I have a whole lot of problems with this argument. But I’ll just mention one. The appalling statistical analysis inherent in his main piece of evidence – “For instance, in the 2004 HSC, about 350 of the top 1000 students had Asian surnames. As people of Asian background comprise about 7 per cent of the population, this means they did five times better as a group than other Australians”.

To analyse this statistic properly, you have to first analyse the actual group doing the HSC. Given the proportion of Asians over the age of 50 in Australia is considerably less than 7%, the proportion of Asians aged 17 or 18 is likely to be considerably more than 7%.

I’ve been irritated by this before, and this time I tried to find the answer from the ABS. It, of course, depends on your definition (surprise, surprise, the ABS doesn’t have a category called “asian names as defined by racist columnists”). The best test I could find was second languages spoken at home in the age group 15-24. In 2001, for Australia as a whole, 10% spoke Cantonese at home, 7% spoke Vietnamese, and 7% spoke Mandarin. There are likely to be some who speak Cantonese and Mandarin at home, but balancing that against a whole bunch of asian languages that wouldn’t be included here, such as Hokkien, Laotian, Cambodian, etc etc (only the top 6 were shown in this report), it seems reasonable to say that at least 25% of HSC students might speak an Asian language at home. And there are probably a few more with Asian ancestry, who only speak English at home.

Australia is a nation of immigrants. The population of Sydney is 38% born overseas. If you add second generation immigrants, you almost certainly get over 50%. Surely we should therefore expect that our professional class should eventually be reflective of the population as a whole?

I used to have respect for Michael Duffy – sure a right wing columnist, but I thought a sensible one. No more. This whole column just seems like casual racism to me – he’s invoking the old fashioned yellow peril, but just talking about asians taking over the professions, rather than over-running the country.

  3 comments for “Bad statistics lead to racism

  1. Steve cai
    August 28, 2006 at 12:00 am

    Thanks for your comments. I was a bit upset over such overtly racist underlying theme of Michael Duffy, even if there is an element of truth in there.

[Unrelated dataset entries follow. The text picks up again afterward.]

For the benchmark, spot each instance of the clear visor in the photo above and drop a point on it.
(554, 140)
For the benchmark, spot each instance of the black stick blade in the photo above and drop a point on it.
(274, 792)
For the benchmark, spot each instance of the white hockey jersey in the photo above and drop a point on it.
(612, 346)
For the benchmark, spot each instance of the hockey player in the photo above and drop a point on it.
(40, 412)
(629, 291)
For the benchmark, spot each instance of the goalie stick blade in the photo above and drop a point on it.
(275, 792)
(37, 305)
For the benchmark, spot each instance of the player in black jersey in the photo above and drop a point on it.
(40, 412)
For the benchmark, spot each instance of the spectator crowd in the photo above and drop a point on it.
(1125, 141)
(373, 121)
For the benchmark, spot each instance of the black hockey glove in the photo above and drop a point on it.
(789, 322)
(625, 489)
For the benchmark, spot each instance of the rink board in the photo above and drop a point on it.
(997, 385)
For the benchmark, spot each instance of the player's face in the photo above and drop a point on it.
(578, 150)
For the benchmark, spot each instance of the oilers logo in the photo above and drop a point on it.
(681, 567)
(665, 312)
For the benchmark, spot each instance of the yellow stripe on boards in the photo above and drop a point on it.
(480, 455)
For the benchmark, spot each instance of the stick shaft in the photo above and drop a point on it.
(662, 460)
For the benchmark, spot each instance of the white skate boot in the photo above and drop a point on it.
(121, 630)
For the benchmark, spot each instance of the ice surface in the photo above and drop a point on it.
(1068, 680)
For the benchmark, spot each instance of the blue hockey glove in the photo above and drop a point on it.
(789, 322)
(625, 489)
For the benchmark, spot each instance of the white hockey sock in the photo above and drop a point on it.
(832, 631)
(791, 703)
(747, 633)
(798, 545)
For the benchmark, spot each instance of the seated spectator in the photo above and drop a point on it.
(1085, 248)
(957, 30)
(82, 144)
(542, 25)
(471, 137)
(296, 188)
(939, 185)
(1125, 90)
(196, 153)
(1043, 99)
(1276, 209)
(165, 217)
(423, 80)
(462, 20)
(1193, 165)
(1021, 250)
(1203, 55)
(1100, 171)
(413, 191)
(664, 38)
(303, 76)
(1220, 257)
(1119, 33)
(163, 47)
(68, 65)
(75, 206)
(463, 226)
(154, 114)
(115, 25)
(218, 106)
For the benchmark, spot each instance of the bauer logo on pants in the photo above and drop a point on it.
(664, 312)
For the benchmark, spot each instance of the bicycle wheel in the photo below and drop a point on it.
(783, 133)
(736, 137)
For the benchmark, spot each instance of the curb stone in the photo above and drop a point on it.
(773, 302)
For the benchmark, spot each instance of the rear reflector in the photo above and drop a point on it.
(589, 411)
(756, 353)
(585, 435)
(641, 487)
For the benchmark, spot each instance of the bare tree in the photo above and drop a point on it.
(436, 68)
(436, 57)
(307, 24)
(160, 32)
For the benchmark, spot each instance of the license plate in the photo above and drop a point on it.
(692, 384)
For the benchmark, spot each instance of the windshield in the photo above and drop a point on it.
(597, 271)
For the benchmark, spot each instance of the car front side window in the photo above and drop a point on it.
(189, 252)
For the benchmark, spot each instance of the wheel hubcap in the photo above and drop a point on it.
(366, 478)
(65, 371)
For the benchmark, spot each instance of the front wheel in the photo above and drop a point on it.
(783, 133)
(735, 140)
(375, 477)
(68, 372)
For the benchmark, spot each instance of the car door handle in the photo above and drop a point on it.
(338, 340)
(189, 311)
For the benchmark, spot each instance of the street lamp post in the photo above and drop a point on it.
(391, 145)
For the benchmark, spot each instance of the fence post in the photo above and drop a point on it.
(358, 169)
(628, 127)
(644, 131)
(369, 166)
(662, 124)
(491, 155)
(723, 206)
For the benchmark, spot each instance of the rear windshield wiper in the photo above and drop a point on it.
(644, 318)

    As fot the ABS stats, i happen to be well-versed with them. The stats you are referring talks about proportion of Chinese speakers as a subset of the whole non-english speaking group

    If you look closely, you will find that about 8% are of Asian ancestry in Ausatralia in that particular age gorup 15-24

    You do realise that through family reunion schemes, the propition of asians as part of Australia is roughtly the same across all age groups

  2. August 29, 2006 at 7:44 pm

    You’re right – on a reread of the statistics, I did overstate the chinese speakers. I stand by my original comments, though (although I may have mistated the degree) – even looking at a graph of speakers of a language other than english, there are proportionately more young people speaking all asian languages in the home than there are of all ages. Basically, the younger you are, the less sense it makes to count “asians” (whatever that means) by the number of people born in an asian country. Most “asian” children were born here.

  3. August 30, 2006 at 8:23 am

    Also, I don’t think counting “Asian” surnames is an accurate measure of whether the person is Asian. It is a bit like counting job advertisements to determine how many vacant jobs are out there. I have an Asian surname but I am not Asian. The surname was invented by my Filipino father-in-law and his brother, a respelling of the Spanish surname Par Rocha.